However, while mandating disclosure seems like it makes everyone but the victim company happy, that company may still choose to sweep the incident under the carpet and risk the penalty rather than risk the loss of consumer and shareholder trust. Senator Feinstein’s bill has monetary penalties that are capped at $25,000 a day. If the company thinks that breaking the trust of their customers and Wall Street may impact the company by $1 Billion for instance, they could hide knowledge of the incident for 40,000 days before it would make financial sense to go public.
I do not mean to imply that corporations are evil or act with intent to harm consumers, but history shows that corporations will protect shareholder and consumer confidence and their financial bottom line before they will do the right thing. One US automobile manufacturer once determined that it would cost more to recall vehicles and repair a fatal defect than it would to settle the lawsuits from the families of the people killed by the defect. They chose to go with the cheaper (and more secretive) alternative even when lives were at stake.
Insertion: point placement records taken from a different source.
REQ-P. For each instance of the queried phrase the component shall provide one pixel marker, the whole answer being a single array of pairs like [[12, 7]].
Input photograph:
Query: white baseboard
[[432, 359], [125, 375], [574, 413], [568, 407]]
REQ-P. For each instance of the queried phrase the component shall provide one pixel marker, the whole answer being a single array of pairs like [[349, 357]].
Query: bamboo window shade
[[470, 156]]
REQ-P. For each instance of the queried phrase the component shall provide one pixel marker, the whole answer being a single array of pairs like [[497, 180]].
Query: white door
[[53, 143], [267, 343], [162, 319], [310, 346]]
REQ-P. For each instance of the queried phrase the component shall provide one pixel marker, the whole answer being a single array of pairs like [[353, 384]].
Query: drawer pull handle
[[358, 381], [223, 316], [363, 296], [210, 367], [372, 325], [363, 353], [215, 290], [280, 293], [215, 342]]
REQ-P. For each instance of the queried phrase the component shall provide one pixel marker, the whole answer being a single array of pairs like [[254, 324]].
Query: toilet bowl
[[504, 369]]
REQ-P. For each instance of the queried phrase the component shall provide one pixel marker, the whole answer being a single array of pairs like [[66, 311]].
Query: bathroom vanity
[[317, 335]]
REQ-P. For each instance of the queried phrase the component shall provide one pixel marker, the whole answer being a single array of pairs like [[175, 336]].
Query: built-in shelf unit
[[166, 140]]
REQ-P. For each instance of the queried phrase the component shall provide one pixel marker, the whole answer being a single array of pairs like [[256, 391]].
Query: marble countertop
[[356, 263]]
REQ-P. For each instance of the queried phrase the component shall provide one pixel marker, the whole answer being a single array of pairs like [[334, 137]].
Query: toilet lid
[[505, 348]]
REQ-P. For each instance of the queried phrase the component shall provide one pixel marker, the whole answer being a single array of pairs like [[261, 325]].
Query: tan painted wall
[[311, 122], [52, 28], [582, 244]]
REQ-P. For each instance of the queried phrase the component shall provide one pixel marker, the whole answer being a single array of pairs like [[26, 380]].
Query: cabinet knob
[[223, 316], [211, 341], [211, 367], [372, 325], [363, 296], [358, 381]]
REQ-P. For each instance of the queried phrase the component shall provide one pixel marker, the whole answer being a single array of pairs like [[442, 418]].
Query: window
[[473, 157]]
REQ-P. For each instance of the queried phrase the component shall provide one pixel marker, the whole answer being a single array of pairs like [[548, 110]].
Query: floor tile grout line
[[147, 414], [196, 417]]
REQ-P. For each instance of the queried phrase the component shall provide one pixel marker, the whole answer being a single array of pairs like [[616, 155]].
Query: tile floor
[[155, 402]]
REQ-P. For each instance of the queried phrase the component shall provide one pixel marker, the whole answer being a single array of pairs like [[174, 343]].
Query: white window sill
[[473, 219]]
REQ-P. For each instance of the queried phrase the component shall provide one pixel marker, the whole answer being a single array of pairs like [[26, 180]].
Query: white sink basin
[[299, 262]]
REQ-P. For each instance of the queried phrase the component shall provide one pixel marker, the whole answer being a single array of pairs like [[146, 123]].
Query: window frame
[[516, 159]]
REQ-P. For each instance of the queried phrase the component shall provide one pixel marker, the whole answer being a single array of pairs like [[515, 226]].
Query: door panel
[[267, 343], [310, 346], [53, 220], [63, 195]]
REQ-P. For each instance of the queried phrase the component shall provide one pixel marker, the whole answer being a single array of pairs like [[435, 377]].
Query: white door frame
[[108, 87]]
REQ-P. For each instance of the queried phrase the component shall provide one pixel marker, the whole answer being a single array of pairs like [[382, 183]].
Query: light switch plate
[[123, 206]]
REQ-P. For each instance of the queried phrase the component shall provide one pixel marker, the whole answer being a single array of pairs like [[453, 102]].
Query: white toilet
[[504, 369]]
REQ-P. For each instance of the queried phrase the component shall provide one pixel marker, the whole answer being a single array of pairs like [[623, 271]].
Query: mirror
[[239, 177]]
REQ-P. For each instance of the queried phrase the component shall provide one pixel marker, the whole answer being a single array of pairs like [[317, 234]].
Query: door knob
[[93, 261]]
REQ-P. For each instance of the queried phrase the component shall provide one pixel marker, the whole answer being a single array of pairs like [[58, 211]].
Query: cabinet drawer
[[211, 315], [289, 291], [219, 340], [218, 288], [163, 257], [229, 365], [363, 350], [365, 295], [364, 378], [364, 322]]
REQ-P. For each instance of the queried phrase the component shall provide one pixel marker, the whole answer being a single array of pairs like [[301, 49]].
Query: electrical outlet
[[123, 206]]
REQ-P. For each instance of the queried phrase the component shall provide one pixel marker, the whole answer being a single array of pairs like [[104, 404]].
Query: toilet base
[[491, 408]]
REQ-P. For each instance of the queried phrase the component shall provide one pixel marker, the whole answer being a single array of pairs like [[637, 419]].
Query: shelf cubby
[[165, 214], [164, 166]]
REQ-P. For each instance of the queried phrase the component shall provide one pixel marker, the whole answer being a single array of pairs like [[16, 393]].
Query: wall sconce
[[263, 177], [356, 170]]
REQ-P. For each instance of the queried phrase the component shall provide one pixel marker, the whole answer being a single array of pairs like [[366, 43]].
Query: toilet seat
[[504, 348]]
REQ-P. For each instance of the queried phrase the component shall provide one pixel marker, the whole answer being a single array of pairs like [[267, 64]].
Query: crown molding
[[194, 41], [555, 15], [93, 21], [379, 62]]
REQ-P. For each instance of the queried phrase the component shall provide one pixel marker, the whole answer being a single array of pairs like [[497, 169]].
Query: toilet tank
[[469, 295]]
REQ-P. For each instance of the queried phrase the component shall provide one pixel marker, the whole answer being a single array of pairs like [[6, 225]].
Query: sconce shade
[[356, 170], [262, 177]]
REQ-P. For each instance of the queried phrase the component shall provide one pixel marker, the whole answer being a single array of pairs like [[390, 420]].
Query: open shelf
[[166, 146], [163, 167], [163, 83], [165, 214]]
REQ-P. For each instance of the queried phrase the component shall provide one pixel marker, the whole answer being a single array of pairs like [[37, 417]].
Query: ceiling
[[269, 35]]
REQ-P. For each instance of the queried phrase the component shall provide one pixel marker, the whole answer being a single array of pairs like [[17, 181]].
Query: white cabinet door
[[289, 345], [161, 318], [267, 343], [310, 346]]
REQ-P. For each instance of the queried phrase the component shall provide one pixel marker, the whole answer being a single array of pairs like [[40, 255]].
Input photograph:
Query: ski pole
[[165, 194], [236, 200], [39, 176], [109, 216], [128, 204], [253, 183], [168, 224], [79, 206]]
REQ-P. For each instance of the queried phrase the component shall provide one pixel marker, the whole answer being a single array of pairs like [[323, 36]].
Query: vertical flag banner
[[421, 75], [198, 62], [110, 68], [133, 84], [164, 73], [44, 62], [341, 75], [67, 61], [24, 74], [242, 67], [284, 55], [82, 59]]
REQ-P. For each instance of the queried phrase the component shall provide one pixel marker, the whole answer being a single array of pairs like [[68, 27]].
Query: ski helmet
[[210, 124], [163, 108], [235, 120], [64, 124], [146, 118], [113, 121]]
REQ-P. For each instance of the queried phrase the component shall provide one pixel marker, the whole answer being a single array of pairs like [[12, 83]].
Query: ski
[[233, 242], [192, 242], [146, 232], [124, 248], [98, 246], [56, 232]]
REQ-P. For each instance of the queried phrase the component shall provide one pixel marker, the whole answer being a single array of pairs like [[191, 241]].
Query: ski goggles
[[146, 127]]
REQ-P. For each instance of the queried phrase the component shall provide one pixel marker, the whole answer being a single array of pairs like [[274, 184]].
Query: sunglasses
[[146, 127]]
Applying the same logic here I predict Senator Feinstein’s bill may lead to secretive meetings in boardrooms and confidential memos being sent back and forth to decide what the break-even point is to the bottom line and whether it makes better financial sense to disclose information of an attack or hide information of the attack and hope that it never gets leaked.
Both proposals- exempting companies from the US Freedom of Information Act and Senator Feinstein’s bill- have their advantages. In order to learn from incidents and develop more effective defenses to protect the critical infrastructure it is imperative that companies be willing to share information of attacks. Consumers have a right to know when their personal and confidential information has been compromised and should be notified of such incidents.
Ultimately, you have to show the companies the ROI (Return On Investment) though. Asking them to share the information if you promise to keep it secret or requiring them to share the information under threat of a slap on the financial wrist will not compel companies to cooperate if you can’t show them what is in it for them. What do they get out of such disclosure? The benefits of learning from each other and sharing information to secure the Internet as a whole must be sold in a way that makes sense to the corporations.
One way or another it seems that corporations should start looking at how they handle incidents of this nature. They should have policies and procedures in place that spell out who gets notified within the company, what law enforcement agencies, if any, are notified and what actions are taken to mitigate the attack and protect against future attacks. Security is a hot issue and one way or another it seems that companies may have to start disclosing information of cyber-attacks and security breaches.